Brand safety and ethical concerns will spur more ad boycotts

Brand safety was a major topic of discussion across the ad industry in 2020, as the problems of misinformation, disinformation, and other controversial content continued to grow in social media. In 2021, we expect more major marketers will pull or severely restrict their ad spending on social media platforms due to brand safety or ethical concerns.

In fact, we won’t be surprised if a company as massive as Procter & Gamble does this. Its chief brand officer, Marc Pritchard, notoriously complained about the platforms’ content standards in a September 2020 speech at an Association of National Advertisers event. “Social media is about 5% of P&G’s marketing spending, but it’s 150% of our problems,” he said.

In December, P&G competitor Unilever said it would return to Facebook, Instagram, and Twitter in January after a monthslong hiatus triggered by concerns about how the platforms were managing harmful content. But that doesn’t mean all of its worries have been resolved; Luis Di Como, the company’s executive vice president for global media, said Unilever will “continue to reassess [its] position as necessary” as the year goes on.

When asked by Integral Ad Science (IAS) to assess various types of digital media in October 2020, 55% of US digital media professionals said that social media was most likely to experience brand risk incidents in the next 12 months—second only to programmatic advertising, cited by 56% of respondents.

Questions of media quality also weigh heavily on marketers as they think about how much to spend on social media advertising. In the same IAS study, 59% of respondents said concerns about insufficient transparency would affect their expenditures, and the majority said that Facebook would be where they’d most likely adjust spend due to insufficient transparency.

The advertiser unrest will be tempered by the fact that social media—Facebook in particular—is a hard habit to give up, due to the effectiveness of its ad products. But we still think that at least one major advertiser, and maybe more, will cut the cord.

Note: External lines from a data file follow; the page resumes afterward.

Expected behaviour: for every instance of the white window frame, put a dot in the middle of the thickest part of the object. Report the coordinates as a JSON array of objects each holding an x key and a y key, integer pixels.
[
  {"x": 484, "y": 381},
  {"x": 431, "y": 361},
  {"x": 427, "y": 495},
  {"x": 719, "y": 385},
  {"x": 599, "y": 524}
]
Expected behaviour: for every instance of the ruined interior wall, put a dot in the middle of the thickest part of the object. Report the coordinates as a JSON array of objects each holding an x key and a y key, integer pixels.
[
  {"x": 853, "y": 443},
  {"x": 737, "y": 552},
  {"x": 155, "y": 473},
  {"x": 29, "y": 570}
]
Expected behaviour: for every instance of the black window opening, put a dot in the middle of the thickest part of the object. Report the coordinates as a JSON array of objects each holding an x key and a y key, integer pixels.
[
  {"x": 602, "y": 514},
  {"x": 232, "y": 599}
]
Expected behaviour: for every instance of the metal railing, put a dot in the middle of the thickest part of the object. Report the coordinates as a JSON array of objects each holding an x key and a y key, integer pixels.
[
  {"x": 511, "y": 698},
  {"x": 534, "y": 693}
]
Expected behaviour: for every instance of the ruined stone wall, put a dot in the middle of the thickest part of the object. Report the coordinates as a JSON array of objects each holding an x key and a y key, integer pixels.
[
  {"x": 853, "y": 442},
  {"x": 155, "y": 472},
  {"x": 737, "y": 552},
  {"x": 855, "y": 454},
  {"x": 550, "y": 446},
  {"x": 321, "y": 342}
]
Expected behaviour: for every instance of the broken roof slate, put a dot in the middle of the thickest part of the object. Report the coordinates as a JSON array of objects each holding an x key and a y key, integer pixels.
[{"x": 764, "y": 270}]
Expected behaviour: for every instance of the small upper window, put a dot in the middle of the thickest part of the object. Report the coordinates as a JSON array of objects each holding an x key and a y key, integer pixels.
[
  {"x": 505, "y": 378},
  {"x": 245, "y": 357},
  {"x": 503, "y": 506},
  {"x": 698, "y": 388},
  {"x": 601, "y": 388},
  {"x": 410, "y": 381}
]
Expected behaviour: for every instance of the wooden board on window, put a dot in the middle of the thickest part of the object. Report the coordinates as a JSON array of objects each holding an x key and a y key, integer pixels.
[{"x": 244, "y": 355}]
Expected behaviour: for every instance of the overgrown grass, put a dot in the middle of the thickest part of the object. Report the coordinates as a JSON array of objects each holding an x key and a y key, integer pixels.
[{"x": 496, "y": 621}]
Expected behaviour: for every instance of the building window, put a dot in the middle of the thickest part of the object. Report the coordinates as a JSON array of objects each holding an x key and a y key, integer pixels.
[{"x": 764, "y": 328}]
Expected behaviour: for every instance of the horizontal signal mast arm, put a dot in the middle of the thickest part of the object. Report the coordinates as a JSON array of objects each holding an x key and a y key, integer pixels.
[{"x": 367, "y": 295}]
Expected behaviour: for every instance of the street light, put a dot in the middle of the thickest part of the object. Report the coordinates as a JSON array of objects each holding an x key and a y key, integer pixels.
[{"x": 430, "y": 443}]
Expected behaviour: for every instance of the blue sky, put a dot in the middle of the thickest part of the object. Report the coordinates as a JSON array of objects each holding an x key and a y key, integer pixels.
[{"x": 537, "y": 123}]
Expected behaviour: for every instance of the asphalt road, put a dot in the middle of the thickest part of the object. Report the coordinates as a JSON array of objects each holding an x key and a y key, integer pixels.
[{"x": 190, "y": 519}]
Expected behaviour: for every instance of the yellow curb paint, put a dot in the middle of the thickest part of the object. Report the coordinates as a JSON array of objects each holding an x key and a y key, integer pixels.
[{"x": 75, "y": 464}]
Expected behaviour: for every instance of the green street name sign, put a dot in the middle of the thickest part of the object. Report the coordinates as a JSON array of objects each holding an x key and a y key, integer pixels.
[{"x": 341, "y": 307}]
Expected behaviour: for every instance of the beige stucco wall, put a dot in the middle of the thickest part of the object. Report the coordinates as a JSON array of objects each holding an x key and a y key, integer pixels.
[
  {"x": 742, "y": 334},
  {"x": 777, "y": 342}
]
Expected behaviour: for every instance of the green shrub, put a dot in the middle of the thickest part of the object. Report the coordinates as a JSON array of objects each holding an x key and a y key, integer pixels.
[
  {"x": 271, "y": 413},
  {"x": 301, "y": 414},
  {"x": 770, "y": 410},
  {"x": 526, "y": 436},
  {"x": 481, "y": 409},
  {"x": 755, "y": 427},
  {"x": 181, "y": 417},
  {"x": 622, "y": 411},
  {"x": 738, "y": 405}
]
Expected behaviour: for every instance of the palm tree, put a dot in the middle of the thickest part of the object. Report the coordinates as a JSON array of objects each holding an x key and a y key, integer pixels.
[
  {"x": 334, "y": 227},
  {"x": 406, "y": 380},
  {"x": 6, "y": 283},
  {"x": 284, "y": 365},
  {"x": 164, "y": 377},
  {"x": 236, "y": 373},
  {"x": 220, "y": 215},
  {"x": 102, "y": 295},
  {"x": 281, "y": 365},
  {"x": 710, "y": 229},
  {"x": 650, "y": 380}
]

What it means for marketers: Marketers should have a clear sense of their tolerance for brand safety risk and be prepared to act if the environment where their ads appear turns too negative. Where that turning point is will be different for every advertiser, however; what’s risky for one will be OK for another. And when it comes to what marketers say in social media posts, it’s important to do the homework and not contribute to the misinformation problem by resharing or commenting on content that could be fake or untrue.